Thread Rolling Advantages

With macros and canned cycles resident in the CNC on most contemporary turning centres, single point turning of OD threads can seem like almost a default process decision. However, for numerous applications, OD thread rolling has inherent advantages as an alternative to cutting threads.

Thread rolling is not a metal cutting process. It does not remove metal to create the desired profile, but instead it forms the thread into a mirror image of a roller die.

Metalworking manufacturers are under competitive pressures like never before. It's no longer sufficient to make parts “the way we always have.” Increasingly, matching the best processing technique to a specific application can mean the difference between making money on a job or losing it. Margins are that tight.

Chip-less Thread Forming

Thread rolling relies on the plasticity of the base material—its ability to deform—to permanently imprint the shape of the rolls on the workpiece blank. Good plasticity in a material being cut usually results in a gummy chip formation and built-up edge on the tooling. Cast iron, for example does not have a proper flow characteristic and therefore would not be a candidate for thread rolling.

Material Rollability

Successful thread rolling is a function of several application parameters. Among them is the type of thread to be rolled, its major diameter, pitch and root depth. Additional thread rolling considerations involve the ductility and cold-flow properties of the blank material.

Axial Thread Rolling

Depending on the type of machine and thread that needs to be manufactured, shops have several thread rolling configurations from which to choose. An axial thread roller moves from the tailstock end of the turning centre, along the workpiece blank centreline, to create a thread

Tangential Thread Rolling

As the name implies, the tangential roller head makes its threads by approaching the workpiece blank from the side. Sometimes called side rolling or cross slide heads, tangential thread roller are designed to roll threads by pushing, at a controlled feed rate, two fixed parallel rolls onto the rotating component. Mechanical or servo feed is required for tangential thread rolling. It is not possible to operate these rollers manually.

Radial Thread Rolling

A third type of thread roller is the radial head. It uses two or three rolls to form a thread in a single rotation of the workpiece blank. The rolls on this type of thread roller are ground eccentrically. Starting with a flat on each roll, the thread form is progressive. A shallow thread form starts at one side of the flat and full form at the other side.

It's About Flexibility

Accurate and precise machining of threads is a key skill set for any shop. Considering thread rolling as a potential tool for the manufacture of threaded parts should be among a shop's processing strategies.

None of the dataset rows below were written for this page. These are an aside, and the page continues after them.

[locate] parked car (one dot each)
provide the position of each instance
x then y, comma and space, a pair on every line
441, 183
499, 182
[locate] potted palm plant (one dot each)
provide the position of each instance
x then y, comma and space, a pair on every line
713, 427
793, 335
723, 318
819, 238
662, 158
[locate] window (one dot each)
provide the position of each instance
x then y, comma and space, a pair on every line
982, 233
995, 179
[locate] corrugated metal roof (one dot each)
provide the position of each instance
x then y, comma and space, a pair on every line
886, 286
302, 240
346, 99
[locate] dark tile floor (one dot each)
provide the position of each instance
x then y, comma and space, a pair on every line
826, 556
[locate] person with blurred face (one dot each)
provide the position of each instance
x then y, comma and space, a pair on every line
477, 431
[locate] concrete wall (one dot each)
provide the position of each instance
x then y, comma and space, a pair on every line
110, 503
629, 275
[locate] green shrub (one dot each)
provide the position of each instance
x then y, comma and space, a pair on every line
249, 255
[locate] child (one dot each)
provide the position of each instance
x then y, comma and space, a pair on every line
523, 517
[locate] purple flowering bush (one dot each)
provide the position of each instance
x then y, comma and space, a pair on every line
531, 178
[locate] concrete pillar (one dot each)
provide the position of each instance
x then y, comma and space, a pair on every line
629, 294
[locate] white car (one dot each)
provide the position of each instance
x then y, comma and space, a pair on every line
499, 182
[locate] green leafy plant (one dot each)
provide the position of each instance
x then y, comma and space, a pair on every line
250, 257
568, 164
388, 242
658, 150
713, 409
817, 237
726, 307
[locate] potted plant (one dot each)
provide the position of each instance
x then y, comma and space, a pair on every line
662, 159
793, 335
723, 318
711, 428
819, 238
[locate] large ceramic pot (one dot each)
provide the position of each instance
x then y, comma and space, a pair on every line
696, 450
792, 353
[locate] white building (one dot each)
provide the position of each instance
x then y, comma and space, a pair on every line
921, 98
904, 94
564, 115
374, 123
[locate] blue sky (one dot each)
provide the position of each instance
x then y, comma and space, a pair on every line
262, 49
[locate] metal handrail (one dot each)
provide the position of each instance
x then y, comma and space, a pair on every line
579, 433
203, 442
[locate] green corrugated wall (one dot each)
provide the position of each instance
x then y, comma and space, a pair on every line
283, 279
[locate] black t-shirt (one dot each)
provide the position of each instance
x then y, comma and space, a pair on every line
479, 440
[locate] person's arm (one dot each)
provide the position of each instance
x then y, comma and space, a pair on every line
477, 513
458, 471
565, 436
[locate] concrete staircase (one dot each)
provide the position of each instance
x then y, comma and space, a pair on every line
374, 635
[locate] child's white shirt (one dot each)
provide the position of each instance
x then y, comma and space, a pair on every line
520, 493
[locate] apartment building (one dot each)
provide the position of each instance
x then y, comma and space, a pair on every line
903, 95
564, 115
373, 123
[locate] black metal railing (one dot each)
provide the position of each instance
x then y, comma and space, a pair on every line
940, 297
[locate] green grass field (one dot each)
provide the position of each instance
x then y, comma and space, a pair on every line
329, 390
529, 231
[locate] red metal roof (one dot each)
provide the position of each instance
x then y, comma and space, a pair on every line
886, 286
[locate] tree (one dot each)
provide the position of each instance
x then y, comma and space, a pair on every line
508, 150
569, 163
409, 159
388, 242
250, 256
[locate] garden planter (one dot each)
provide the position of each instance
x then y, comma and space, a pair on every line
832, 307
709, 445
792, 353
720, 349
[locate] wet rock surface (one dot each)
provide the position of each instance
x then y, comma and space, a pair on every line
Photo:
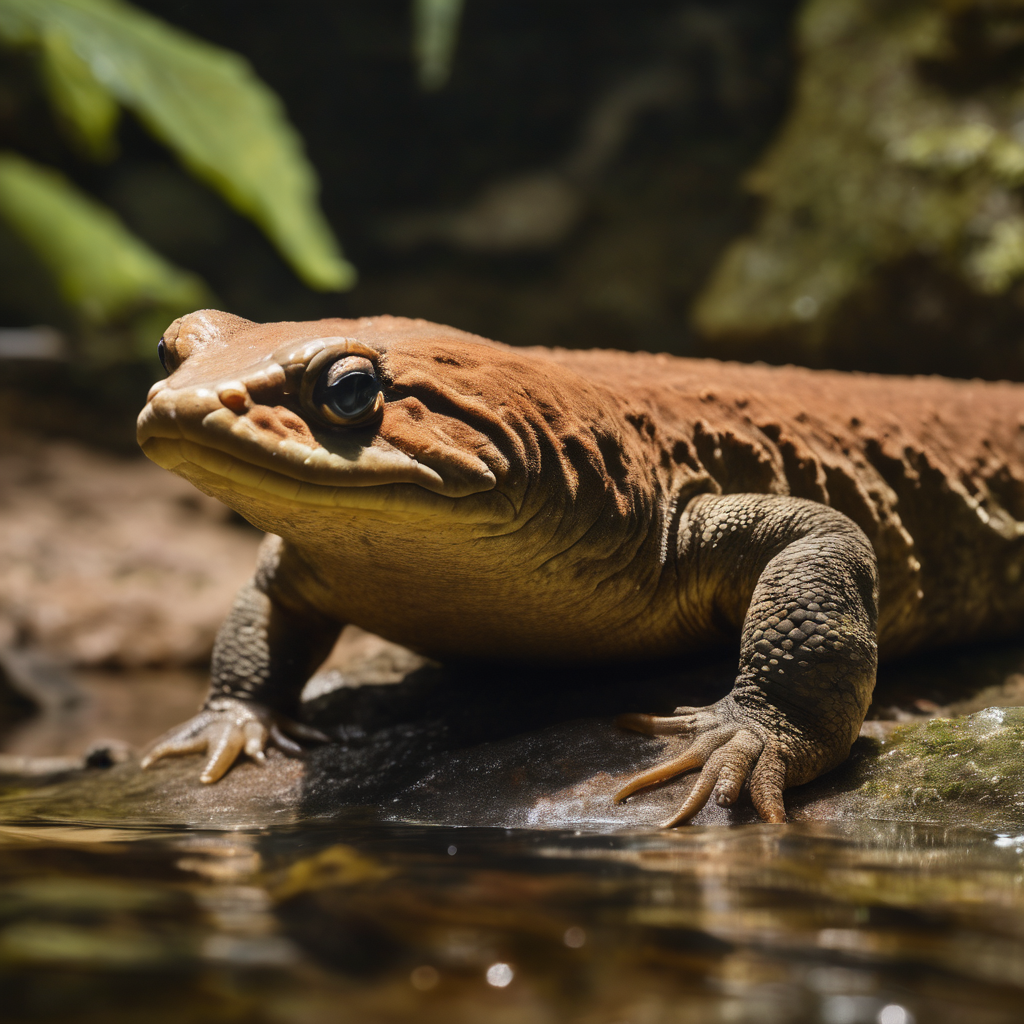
500, 745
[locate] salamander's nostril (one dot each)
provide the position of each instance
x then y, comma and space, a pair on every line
235, 395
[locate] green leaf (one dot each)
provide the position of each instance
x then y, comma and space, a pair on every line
207, 104
104, 272
86, 105
435, 32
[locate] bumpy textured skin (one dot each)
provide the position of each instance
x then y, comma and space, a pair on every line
564, 506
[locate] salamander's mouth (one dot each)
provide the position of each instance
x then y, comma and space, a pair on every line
227, 455
229, 478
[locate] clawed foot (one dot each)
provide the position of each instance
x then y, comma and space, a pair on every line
730, 750
227, 727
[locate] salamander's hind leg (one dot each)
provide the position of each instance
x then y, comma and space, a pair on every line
799, 581
728, 754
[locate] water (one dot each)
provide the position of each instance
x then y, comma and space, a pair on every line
366, 922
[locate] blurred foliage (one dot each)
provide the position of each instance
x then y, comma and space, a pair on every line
905, 140
204, 102
435, 31
102, 269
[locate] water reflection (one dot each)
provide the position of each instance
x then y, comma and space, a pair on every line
370, 922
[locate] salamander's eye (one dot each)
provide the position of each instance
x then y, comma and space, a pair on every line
347, 392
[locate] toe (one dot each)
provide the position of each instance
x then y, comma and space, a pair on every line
693, 757
173, 748
723, 774
225, 747
767, 783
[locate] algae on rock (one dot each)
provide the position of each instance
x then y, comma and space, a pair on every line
905, 141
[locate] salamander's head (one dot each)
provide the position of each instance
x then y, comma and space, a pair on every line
397, 417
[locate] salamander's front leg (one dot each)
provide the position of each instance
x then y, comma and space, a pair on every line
266, 649
802, 580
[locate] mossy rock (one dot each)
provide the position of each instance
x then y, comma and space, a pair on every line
966, 771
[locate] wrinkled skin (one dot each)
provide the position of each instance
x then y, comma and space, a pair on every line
470, 500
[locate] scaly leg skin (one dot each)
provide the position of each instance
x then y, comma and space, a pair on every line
266, 649
803, 581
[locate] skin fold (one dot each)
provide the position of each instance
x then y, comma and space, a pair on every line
471, 500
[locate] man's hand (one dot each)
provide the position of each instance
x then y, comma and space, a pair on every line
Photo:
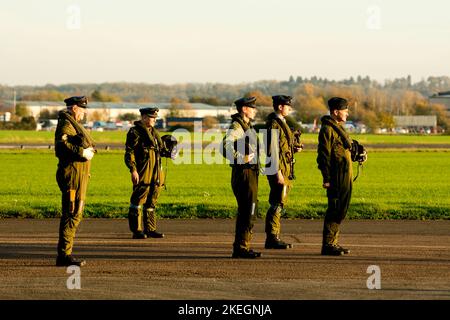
249, 157
88, 153
135, 178
280, 178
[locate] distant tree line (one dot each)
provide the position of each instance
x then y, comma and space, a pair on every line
371, 102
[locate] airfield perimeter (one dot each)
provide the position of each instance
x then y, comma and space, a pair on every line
193, 261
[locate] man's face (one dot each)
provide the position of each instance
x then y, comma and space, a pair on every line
284, 109
341, 115
78, 113
249, 112
148, 121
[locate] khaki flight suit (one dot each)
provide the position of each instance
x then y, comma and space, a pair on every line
143, 153
280, 150
334, 161
72, 176
241, 140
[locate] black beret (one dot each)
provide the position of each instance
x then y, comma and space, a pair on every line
151, 112
80, 101
337, 103
281, 100
246, 102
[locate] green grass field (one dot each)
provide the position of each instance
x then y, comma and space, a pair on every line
392, 185
118, 137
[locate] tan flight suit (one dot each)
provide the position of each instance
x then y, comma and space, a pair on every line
72, 176
143, 149
280, 149
241, 140
334, 161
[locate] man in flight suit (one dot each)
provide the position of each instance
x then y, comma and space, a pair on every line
74, 148
335, 163
143, 149
280, 149
241, 147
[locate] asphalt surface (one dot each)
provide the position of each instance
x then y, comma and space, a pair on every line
194, 261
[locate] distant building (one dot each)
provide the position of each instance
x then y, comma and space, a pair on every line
421, 124
442, 98
113, 110
182, 122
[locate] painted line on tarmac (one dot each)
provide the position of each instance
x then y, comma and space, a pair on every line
162, 242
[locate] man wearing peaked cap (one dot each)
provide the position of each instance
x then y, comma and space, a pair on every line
280, 149
241, 148
282, 100
150, 112
74, 148
80, 101
245, 102
143, 150
335, 163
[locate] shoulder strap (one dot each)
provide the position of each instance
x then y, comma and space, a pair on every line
285, 129
341, 133
244, 126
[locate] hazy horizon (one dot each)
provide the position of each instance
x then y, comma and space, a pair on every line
232, 42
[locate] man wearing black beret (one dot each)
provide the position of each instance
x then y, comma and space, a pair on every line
241, 147
335, 163
280, 149
74, 148
143, 150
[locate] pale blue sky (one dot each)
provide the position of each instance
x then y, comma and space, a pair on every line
233, 41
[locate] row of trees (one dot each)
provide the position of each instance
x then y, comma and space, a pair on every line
372, 103
211, 93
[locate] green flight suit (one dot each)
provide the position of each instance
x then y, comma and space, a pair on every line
143, 154
72, 176
280, 149
241, 140
334, 161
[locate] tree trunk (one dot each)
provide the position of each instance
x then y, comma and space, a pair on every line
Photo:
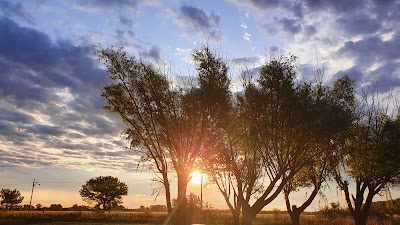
360, 219
180, 217
248, 216
295, 217
236, 218
167, 192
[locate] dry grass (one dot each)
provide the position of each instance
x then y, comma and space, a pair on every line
213, 218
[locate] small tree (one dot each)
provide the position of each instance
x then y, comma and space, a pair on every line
39, 206
10, 198
104, 191
372, 162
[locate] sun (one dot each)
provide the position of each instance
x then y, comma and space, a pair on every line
196, 177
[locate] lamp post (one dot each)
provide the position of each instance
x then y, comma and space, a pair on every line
34, 183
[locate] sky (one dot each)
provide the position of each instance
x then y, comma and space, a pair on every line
53, 128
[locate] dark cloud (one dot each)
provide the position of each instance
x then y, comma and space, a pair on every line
372, 49
15, 116
198, 20
49, 93
354, 73
338, 6
15, 11
45, 130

Thread rolling requires a tooling investment to be made in the heads and rollers, which is higher than a single-point threading insert. However, for applications that involve hardened material, high surface finish and surface integrity as wells as production volumes, thread rolling technology may be more cost effective over the long haul. Moreover, since the heads can be run on a CNC turning centre alongside single point threading, thread rolling can be flexibly applied as needed by the application—the right tool for the job.